Your heart is who you most fundamentally are. It is the groundless ground from which your conscious mind and egoic identity arise. It is no thing — no essence, no spark, no kernel, no chip off the block. It is not a soul or a spirit. It is the tenuous existential arising whose essence is to have no essence at all. It is the suchness of your experience of existence, a groundless ground, a formless form. It is an emptiness. But emptiness is not nothingness. It is a something which is nothing, a nothing that is something. It is, quite simply, mystery. And this is the fundamental you.
There is another 'you', the 'you' you know best, the 'you' of egoic identity, which has declared its independence from emptiness. It sees itself as concrete and real. It has form. It is a soul. It is something — a someone. Thus have we evolved. Thus have we as a species learned to cope with our essential emptiness. Perhaps this was necessary to the survival of the species. Perhaps it was a simple chance adaptation, one realized possibility among many others left untried. How could we know?

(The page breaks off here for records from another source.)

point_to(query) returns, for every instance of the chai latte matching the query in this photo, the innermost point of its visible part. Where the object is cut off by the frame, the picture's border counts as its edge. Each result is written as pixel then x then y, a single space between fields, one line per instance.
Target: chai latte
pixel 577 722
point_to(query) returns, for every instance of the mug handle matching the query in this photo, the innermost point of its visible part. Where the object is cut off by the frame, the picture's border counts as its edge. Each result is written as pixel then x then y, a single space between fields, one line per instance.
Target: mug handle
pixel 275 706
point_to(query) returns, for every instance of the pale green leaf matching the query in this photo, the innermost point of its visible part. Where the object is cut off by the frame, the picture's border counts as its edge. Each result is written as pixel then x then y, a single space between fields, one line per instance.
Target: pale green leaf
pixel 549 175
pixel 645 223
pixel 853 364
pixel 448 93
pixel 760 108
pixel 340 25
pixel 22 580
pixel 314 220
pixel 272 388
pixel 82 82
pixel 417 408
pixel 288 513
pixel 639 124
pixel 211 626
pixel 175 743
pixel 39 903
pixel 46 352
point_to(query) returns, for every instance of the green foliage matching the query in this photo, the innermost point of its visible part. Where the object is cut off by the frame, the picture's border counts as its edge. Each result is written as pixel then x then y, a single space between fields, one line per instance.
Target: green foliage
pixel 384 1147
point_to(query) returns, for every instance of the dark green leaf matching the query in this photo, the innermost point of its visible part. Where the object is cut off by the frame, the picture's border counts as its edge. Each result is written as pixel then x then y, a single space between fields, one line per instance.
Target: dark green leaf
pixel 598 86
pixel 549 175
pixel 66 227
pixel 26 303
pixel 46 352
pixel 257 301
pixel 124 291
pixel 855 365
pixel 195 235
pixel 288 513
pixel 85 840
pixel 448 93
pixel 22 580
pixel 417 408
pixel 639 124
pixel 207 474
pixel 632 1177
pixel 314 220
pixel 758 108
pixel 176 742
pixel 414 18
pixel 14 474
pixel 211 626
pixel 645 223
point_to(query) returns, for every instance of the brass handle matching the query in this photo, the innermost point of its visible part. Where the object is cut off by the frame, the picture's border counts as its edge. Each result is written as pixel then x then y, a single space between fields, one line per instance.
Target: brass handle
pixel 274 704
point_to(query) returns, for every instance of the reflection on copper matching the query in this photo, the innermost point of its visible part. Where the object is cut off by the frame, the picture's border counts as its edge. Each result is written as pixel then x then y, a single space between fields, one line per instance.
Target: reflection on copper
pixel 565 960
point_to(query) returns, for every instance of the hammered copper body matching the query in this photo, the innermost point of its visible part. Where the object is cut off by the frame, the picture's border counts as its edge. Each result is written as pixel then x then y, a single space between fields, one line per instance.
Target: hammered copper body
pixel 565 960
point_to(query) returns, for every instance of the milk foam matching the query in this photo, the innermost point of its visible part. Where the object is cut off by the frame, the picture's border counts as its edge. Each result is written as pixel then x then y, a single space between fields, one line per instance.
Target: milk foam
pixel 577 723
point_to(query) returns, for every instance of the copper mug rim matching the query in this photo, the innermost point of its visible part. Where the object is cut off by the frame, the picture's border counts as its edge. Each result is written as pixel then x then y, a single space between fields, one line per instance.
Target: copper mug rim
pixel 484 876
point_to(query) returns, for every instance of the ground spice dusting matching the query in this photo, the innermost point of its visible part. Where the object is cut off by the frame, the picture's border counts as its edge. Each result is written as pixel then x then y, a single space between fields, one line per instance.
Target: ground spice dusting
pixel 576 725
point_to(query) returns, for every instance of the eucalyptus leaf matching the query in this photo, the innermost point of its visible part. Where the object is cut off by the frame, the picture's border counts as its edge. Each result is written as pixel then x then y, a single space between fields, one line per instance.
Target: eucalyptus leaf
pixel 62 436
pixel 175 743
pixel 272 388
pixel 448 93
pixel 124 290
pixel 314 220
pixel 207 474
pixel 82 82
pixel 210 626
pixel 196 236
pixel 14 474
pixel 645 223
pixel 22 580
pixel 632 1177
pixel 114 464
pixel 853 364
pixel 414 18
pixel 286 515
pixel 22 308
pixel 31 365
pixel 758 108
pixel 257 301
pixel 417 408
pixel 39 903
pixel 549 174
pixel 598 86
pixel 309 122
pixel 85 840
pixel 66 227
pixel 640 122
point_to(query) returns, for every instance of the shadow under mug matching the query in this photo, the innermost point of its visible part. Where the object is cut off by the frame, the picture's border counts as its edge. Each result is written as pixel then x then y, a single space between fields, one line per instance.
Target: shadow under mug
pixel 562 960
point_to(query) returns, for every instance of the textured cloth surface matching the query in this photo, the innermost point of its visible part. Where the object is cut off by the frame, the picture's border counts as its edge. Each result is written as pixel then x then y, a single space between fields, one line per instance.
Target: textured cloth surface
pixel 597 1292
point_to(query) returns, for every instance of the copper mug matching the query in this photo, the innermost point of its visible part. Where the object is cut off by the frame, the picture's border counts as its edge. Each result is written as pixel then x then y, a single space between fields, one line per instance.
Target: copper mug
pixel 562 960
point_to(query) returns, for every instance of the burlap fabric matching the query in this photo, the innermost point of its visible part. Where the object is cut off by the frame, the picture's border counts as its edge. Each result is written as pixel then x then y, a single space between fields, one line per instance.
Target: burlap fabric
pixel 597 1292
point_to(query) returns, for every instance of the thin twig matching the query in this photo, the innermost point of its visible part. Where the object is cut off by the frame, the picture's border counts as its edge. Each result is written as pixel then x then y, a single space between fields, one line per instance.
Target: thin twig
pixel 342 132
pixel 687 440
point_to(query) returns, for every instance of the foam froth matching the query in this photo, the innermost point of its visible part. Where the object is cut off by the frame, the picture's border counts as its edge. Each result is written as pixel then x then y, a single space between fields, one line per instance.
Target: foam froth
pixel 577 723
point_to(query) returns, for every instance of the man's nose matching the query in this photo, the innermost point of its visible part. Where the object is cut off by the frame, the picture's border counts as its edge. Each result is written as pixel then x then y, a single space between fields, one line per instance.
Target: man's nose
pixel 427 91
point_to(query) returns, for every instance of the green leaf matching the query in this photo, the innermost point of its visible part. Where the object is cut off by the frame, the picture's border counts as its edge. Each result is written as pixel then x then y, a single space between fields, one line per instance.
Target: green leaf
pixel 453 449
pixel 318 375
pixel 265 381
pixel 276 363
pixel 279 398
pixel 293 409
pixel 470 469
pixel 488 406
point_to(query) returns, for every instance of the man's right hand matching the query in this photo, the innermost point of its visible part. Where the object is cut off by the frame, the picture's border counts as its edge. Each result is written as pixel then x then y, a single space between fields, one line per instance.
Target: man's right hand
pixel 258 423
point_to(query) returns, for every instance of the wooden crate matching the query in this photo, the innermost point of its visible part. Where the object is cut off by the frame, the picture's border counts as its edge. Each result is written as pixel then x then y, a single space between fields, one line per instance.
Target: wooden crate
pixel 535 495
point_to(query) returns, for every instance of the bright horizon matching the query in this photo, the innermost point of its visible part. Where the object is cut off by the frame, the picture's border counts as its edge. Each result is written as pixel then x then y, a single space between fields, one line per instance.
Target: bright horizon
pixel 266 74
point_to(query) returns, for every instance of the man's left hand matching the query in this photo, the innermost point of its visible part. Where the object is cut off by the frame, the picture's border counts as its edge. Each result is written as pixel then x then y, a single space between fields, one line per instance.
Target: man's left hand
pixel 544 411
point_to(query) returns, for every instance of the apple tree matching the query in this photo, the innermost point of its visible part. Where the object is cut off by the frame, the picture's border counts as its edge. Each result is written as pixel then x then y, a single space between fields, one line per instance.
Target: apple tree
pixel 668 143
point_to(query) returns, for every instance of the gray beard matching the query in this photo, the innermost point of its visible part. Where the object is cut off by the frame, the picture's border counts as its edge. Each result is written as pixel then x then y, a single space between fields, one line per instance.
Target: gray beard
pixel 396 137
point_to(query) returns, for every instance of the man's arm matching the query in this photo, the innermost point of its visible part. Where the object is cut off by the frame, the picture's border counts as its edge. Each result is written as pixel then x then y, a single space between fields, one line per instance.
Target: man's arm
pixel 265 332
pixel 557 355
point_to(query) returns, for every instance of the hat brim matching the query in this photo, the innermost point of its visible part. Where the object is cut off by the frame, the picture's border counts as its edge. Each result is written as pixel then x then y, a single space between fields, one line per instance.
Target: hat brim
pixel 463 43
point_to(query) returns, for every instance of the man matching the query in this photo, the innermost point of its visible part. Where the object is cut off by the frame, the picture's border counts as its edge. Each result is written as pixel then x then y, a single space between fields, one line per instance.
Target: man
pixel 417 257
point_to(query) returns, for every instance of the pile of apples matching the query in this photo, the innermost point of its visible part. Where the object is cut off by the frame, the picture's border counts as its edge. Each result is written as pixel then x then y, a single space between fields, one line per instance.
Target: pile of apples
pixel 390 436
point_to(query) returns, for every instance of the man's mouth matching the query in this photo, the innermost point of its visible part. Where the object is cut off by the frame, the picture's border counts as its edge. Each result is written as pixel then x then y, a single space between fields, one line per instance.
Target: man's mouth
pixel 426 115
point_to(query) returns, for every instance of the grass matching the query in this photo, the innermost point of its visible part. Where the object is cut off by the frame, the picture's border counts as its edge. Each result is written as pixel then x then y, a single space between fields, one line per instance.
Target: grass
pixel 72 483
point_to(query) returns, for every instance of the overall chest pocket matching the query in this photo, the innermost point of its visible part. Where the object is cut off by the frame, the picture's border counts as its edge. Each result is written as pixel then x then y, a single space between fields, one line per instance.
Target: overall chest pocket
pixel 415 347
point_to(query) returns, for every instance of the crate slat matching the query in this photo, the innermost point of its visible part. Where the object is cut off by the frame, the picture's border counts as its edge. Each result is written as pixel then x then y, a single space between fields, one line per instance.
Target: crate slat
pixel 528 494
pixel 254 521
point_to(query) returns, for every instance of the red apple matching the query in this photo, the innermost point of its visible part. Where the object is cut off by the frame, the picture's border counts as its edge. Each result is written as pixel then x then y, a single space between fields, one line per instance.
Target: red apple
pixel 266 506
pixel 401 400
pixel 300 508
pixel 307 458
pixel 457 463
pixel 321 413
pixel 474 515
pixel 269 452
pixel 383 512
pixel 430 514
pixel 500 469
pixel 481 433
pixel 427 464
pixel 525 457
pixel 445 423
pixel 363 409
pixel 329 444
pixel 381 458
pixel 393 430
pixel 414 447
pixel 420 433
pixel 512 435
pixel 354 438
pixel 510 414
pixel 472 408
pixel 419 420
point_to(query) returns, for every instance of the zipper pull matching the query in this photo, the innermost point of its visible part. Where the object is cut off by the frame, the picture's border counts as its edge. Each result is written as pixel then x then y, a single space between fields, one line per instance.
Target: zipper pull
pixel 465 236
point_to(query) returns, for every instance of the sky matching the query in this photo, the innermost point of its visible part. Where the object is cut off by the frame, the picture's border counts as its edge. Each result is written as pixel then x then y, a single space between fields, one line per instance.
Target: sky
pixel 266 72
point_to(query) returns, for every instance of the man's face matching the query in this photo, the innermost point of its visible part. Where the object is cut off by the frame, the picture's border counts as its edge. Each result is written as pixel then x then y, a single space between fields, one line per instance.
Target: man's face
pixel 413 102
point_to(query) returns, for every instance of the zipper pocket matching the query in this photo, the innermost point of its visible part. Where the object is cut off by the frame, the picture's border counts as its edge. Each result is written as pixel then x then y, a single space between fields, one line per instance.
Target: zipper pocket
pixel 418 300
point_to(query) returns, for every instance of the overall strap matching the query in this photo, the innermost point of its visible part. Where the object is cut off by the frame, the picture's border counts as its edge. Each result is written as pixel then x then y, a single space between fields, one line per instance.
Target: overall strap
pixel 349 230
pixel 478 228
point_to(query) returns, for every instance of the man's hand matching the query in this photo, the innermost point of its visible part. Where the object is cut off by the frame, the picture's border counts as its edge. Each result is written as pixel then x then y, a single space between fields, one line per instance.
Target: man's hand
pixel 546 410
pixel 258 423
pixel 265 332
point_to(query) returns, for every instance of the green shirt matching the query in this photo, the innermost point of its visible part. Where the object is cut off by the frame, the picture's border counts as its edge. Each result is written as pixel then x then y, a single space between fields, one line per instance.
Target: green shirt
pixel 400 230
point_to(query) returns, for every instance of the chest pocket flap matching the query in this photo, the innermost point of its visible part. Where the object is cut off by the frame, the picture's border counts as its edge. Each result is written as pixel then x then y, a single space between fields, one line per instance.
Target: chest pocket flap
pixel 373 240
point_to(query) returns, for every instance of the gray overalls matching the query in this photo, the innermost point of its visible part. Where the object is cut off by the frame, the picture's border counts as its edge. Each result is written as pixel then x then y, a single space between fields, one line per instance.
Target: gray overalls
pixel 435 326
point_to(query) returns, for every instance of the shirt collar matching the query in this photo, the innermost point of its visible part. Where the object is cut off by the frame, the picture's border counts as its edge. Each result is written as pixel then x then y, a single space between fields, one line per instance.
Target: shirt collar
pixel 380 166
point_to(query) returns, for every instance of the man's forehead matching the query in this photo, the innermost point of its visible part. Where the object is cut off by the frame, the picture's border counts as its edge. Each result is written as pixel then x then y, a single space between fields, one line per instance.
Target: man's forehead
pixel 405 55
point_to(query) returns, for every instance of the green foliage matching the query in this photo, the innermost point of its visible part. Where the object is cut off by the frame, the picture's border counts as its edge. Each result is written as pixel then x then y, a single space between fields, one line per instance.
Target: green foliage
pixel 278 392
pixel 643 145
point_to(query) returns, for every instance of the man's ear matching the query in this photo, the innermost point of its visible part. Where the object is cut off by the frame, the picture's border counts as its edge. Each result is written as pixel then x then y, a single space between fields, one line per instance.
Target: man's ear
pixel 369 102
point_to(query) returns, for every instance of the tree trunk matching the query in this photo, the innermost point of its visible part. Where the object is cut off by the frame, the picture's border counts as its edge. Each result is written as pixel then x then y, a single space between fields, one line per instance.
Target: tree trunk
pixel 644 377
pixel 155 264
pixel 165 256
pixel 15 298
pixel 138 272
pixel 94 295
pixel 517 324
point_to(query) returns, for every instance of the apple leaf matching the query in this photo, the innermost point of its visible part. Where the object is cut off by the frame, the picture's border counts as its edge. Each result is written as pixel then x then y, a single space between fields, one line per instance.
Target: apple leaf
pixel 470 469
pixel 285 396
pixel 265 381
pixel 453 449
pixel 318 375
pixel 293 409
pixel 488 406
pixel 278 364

This egoic you is not without its problems, however. And these are so apparent, I need not discuss them here. Suffice it to say, it is a castle made of sand built below high water beside an all-consuming sea. And thus we seek another possibility — a return to what is more fundamental within us.
The way of the Hsin-Hsin Ming is trust in heart. It is a return to the fundamental human experience where "my self has not yet begun to exist". Trust is utter surrender. It is not a negotiated understanding between two equal parties, an agreement of mutual respect and benefit. It is the absorption of the imagined into the real. It is becoming what we are, a mere, tenuous becoming.
The experience resultant to this absorption is, I believe, that realization of all-pervading unity common to all the traditions which pursue it. And though many would give it a metaphysical content and attach a name to it, I prefer to say no more than that it is this heart here within.